In my previous article this month I also suggested that it's “Time to admit that we have failed!” The failure is not just the problem of this current crop of government and private sector leaders. Our failure is at all levels; you, me, family, church, school; we all bear some responsibility. Our crime and violence issues are now very evidently tied to our socio-economic, sociopolitical and socio-educational systems that we created or we inherited and made worse. The children who are now our violence producers are mostly the product of our families, communities, and weaknesses of our systems.
Even for the good, quiet Christian, law-abiding citizen, we fall under the condemnation of an old adage which says: “To sin by silence when they should protest makes cowards of men.” Many of us saw the growing trend and kept our silence. Many of us are able to see the downward path where this trend is going to lead us and we must no longer be silent or unwilling to take responsibility and act. We must understand that the good life of our island nation is at stake.
Charlene Li, Harvard Business Review writer, noted in an article titled 'The Art of Admitting Failure' that, “You are much better off admitting that something is wrong and addressing it in as authentic and transparent a way as possible.”
The good news in the midst of the bad is that we now seem to have in place some political leaders who are no longer so filled with political and personal ego that they cannot say they have failed. Minister of National Security Horace Chang seems to be one such person. Some recent utterances attributed to him seem to indicate that he believes Alexander Pope's utterance which says, “No one should be ashamed to admit he is wrong, which is but saying, in other words, that he is wiser today than he was yesterday.”
But as good as it is that we can admit failures, it's time that we rise to an even higher level. We must be willing to truthfully admit why we are not conquering or succeeding. We must be unafraid to admit the truth of our past that has created the present in order to allow healing of our divisions and renewal for a fresh start.
This is where a Truth Commission-type entity may be a needed initiative to facilitate the process of healing. I am not at this time in our history advocating for a Truth Commission that is focused on simply wanting truth for knowledge to expose, embarrass, or prosecute. Rather the commission should be just enough to break the nexus of the past, heal the wounds, and set a course for change and a new day.
My humble opinion is that our new-era prime minister and our leader of Jamaica's faithful Opposition are better positioned now, than their predecessors, to facilitate such turnaround. For the past was their inheritance, not their creation, even though they may have deliberately or inadvertently contributed to it.

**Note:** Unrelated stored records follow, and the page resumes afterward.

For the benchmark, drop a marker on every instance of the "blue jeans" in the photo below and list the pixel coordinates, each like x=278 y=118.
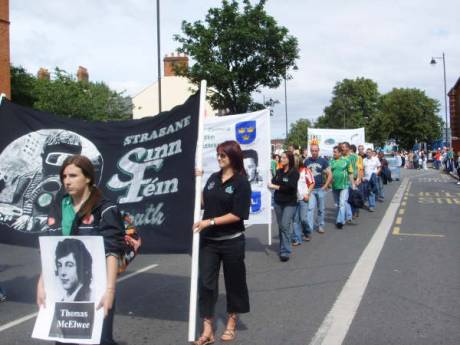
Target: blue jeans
x=301 y=225
x=316 y=201
x=285 y=217
x=341 y=197
x=380 y=193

All of us want our crime-facilitating systems changed but to date, both parties have been watching one another for nobody wants to make the first move. The fear, of course, is the loss of political capital.
I must remind our public servants that our country is not where it was two or three decades ago. Citizens want to get past the past and embrace a prosperous future. Our leaders need to seize the moment!
The question is, in an election year, does the prime minister have the courage to initiate the radical change action needed and will the Opposition stand with him.
It's all hands on deck time! It's kill this crime monster time now! We must halt the negative influence of the past, set and declare a new paradigm in the present and chart a new course for the future and for prosperity for this Jamaica, land we love.